Hukum bacaan saktah, tentu bukan hal yang asing lagi bagi para pembaca al-Qur’an. Pada pembahasan materi terkait tajwid, saktah termasuk dalam pembahasan yang umum dan materi yang awal disampaikan.
Saktah dalam membaca al-Qur’an adalah tanda yang mengisyaratkan untuk berhenti sejenak tanpa mengambil nafas. Saktah berada diantara waqof dan washol, namun tidak dengan sempurna.
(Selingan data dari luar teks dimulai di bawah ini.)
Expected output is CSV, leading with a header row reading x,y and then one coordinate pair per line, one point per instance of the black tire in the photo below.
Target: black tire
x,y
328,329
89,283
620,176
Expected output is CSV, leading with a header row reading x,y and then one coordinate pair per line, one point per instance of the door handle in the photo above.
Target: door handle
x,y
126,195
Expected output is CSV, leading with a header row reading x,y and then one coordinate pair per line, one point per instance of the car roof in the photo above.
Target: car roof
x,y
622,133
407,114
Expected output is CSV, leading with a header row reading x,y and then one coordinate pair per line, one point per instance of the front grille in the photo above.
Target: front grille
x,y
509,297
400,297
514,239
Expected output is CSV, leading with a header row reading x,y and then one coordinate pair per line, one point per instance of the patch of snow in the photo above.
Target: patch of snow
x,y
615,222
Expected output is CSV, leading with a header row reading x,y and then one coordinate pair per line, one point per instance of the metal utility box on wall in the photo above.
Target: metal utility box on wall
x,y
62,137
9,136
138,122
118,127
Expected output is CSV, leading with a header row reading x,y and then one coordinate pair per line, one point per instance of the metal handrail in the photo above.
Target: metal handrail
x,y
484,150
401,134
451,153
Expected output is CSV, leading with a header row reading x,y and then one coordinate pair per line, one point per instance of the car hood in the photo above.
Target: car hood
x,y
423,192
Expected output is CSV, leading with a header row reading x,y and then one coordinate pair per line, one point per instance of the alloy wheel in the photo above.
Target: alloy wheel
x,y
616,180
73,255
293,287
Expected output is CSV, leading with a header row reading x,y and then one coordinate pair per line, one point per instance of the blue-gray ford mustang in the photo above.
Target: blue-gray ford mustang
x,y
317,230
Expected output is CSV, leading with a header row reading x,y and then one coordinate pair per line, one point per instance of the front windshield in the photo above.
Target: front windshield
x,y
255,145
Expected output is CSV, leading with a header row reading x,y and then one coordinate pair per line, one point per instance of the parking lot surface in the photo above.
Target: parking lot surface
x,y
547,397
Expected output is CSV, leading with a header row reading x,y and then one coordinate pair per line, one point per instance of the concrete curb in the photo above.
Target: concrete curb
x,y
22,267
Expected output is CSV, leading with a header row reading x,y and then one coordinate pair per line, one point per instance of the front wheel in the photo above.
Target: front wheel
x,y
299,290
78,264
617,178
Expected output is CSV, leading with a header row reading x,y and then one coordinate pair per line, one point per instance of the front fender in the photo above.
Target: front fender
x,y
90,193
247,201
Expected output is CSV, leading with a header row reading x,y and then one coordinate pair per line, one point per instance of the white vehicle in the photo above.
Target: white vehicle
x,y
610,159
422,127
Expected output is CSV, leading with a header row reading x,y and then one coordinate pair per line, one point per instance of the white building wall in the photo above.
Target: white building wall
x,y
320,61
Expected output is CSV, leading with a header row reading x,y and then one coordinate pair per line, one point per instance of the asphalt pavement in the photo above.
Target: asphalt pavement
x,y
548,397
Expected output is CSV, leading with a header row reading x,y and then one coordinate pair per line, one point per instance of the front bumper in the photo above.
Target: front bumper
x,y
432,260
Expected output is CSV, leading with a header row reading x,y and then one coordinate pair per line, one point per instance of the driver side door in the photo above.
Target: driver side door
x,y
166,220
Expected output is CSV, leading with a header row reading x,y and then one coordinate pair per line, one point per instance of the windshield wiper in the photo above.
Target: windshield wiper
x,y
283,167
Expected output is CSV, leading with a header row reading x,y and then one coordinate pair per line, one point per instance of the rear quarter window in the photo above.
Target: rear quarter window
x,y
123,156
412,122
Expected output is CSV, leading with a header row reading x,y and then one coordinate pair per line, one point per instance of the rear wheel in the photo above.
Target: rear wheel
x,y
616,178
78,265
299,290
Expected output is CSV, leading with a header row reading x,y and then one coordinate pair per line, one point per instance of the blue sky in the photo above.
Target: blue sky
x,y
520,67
Tidak boleh waqof sempurnakarena terdapat alasan untuk washol, dan tidak boleh washol sempurna karena terdapat alasan untuk waqof. Saktah sama seperti waqof karena berhenti, namun dalam waktu bersamaan saktah juga sama dengan washol karena tidak diperbolehkan mengambil nafas.
Lalu apakah ada alasan tertentu yang menyebabkan tanda saktah ini terdapat dalam al-Qur’an? Apakah saktah merupakan tanda yang memang bersifat tauqifi (berasal dari Tuhan) ataukah hasil ijtihadi para Ulama’?
Saktah, Tauqifi atau Ijtihadi?
Saktah adalah bacaan yang bersifat tauqifi, atau berasal dari Allah. Kemudian bacaan ini diajarkan turun-temurun oleh Rasulullah, maka tidak diperbolehkan membaca saktah pada tempat-tempat yang telah ditentukan dengan berdasar pada riwayat yang shahih.
Dimana saja letak saktah? Dan mengapa harus saktah?
Menurut qiro’ah Ashim riwayat Hafsh, bacaan saktah yang disepakati dalam al-Qur’an ada empat. Yaitu pada QS. Al-Kahfi: 1-2, QS. Yasin: 52, QS. Al-Qiyamah: 27, dan QS. Al-Muthaffifin: 14. Berikut ayat-ayat saktah dan penjelasannya.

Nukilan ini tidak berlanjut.